Três em um. É assim que Monsanto vende seu produto, supostamente revolucionário: “resultados de produtividade sem precedentes; tolerância ao herbicida glifosato proporcionada pela tecnologia Roundup Ready (RR); controle contra as principais lagartas que atacam a cultura da soja”. A justificativa quanto ao otimismo se deve ao fato de que o Brasil é o segundo maior produtor de transgênicos no planeta, perdendo apenas para os EUA.

A Monsanto espera substituir a tecnologia Roundup Ready (RR), presente em quase 90% das lavouras de soja do país, e cuja patente venceu em 2010.

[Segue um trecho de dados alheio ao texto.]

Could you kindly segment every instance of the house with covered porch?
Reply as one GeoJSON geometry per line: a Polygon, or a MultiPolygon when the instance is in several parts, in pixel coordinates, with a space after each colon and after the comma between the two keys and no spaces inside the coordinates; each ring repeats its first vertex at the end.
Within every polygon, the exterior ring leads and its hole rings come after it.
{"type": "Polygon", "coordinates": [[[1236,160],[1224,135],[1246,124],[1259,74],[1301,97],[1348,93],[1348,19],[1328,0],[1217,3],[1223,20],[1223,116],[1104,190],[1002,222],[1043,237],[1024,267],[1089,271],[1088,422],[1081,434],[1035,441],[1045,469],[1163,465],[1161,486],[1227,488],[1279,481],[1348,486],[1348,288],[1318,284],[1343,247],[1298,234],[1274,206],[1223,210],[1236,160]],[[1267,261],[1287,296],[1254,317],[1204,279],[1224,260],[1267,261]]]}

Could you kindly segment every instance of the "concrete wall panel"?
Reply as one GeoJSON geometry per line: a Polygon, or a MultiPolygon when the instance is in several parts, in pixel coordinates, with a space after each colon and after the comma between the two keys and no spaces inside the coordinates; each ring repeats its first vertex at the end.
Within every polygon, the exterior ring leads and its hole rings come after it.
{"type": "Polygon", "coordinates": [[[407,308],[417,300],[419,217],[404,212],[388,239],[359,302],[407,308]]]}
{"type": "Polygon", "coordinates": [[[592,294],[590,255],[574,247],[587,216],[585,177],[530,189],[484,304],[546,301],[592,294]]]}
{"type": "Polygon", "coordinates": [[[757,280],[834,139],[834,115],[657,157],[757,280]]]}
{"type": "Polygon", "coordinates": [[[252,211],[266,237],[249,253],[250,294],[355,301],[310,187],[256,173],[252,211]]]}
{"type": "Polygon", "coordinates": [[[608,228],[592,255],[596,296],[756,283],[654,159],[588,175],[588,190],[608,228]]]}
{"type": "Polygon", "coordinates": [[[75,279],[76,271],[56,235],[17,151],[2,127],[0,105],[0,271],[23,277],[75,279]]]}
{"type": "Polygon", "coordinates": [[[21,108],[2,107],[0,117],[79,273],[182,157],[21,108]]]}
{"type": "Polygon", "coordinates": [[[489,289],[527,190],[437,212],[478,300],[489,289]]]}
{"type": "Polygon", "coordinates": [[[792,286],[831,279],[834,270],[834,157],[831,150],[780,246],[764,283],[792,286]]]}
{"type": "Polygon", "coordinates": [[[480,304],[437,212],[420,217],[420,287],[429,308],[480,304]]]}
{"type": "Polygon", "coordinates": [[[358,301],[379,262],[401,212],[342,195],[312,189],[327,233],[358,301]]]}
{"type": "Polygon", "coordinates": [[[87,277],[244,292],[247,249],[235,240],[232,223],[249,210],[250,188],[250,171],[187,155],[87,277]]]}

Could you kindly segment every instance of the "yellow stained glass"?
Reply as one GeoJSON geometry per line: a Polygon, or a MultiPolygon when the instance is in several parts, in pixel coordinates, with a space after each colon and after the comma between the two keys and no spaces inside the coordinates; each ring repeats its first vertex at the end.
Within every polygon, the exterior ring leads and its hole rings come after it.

A Monsanto do Brasil tem 36 unidades distribuídas por 12 estados brasileiros – Alagoas, Bahia, Goiás, Maranhão, Mato Grosso, Mato Grosso do Sul, Minas Gerais, Paraná, Pernambuco, Rio Grande do Sul, São Paulo e Tocantins – e o Distrito Federal. São 19 unidades de pesquisa, 8 unidades de processamento de sementes, 2 unidades de produção de herbicidas, 3 unidades de vendas, 1 unidade de distribuição e 3 escritórios administrativos. Em 50 anos, a norte-americana avançou e montou uma base consolidada para seguir seus planos de salvar o mundo. “Quem os nomeou para esta divina missão?

Um plano para “salvar o mundo”

Da guerra à mesa, as invenções, ou apropriações, da Monsanto são apresentadas como soluções para salvar o mundo. No entanto, essa gigante da indústria tem força política, econômica e acadêmica para seduzir ao seu bel prazer e punir os que se opõe a sua marcha do bem (para quem?). Para alguns, está mais para anticristo do que para salvador. Depois de 50 anos, a Revolução Verde não acabou com a fome como havia prometido. E em 2013, a empresa mantém seu otimismo fanático de que pode redimir o ser humano de suas mazelas, como a fome e a desigualdade.

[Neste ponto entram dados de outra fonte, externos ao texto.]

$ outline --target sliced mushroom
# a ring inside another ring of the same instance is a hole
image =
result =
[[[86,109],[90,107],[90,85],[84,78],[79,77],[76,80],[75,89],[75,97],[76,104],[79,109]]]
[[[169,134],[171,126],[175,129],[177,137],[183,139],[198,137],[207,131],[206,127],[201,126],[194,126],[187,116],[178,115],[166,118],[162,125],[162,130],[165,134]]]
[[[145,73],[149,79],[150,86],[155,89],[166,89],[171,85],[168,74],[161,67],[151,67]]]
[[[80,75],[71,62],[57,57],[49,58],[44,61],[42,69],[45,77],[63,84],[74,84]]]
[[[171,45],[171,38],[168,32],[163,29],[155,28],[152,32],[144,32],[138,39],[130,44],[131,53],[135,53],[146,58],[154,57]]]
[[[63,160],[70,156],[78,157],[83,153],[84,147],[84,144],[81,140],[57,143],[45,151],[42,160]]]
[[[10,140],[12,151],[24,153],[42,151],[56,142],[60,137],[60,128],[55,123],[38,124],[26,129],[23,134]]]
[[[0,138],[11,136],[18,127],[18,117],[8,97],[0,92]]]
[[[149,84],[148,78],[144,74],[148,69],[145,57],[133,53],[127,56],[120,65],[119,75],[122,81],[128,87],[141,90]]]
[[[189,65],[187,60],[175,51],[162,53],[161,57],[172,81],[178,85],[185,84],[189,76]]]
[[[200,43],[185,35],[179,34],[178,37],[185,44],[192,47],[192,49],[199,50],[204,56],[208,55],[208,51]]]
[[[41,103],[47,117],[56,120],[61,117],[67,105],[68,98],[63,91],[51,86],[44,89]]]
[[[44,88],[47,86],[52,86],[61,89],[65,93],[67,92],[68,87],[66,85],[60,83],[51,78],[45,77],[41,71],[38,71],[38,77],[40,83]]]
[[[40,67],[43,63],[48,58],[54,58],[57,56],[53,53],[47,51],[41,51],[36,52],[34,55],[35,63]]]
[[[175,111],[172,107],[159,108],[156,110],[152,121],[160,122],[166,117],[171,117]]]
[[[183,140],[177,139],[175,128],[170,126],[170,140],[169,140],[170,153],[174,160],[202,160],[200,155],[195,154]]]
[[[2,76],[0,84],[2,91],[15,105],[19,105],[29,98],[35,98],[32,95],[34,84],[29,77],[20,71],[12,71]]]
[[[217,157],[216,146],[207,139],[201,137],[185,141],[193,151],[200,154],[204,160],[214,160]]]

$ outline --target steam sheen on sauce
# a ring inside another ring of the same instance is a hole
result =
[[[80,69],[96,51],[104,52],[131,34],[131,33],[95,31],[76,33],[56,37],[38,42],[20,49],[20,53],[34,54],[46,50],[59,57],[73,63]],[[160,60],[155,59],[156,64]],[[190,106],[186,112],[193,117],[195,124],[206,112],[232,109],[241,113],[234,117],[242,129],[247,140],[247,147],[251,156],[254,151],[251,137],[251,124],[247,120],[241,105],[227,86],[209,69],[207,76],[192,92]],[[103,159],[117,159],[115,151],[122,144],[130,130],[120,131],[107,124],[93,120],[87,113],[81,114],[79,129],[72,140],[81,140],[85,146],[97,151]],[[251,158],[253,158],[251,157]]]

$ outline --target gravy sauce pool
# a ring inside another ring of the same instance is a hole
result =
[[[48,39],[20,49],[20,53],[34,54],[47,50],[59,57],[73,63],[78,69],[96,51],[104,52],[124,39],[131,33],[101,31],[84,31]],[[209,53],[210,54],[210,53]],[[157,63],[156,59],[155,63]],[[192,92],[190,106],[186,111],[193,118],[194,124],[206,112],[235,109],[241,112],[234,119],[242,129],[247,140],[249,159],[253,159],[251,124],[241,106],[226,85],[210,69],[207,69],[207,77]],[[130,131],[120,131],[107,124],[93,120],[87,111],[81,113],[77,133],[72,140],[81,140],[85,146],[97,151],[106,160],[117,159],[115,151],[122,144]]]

As promessas não foram cumpridas. Esse suposto salvador não tem plenos poderes. Ao contrário do que se espera de uma divindade, falhou. Mas continua com sua doutrina arrematando fiéis. A solução milagrosa é a biotecnologia. O alimento foi decomposto em nutriente e, agora, está resumido a um gene. Nesse sentido, o homem fica mais distante da natureza, dessa relação em que Graciliano Ramos tanto exaltou em sua obra, ou do que Michael Pollan alertou sobre a necessidade de olhar o alimento com a lente ecológica. Quem sabe o cidadão do século XXI poderá despertar como Jacinto de Tormes, personagem de Eça de Queiroz, em A Cidade e as Serras? O caso é apropriado para pensar a relação entre o homem e a modernidade.

Ao retornar a sua cidade natal, Tormes, em Portugal, o nobre e sofisticado Jacinto curou-se da frustração da moderna Paris do século XIX com uma refeição frugal: “E o meu Príncipe, na verdade, parecia saciar uma velhíssima fome e uma longa saudade da abundância, rompendo, assim, cada travessa, em louvores mais copiosos”. Ele se esbaldou com frango dourado assado no espeto, a salada que colheu na horta e o vinho produzido na região. Voltou às origens para reviver. Religou-se a sua terra enquanto havia tempo e revigorou-se. Se o alimento é tratado como um gene, como construir uma relação como esta descrita por Queiroz?

O oráculo Monsanto (que não tem cara, nem voz) apresenta a última palavra, literalmente, para redimir a humanidade do caos que está por vir: alimentar 9 bilhões de habitantes (previsão para 2050) com engenharia genética. Quem está disposto a crer para ver esse milagre?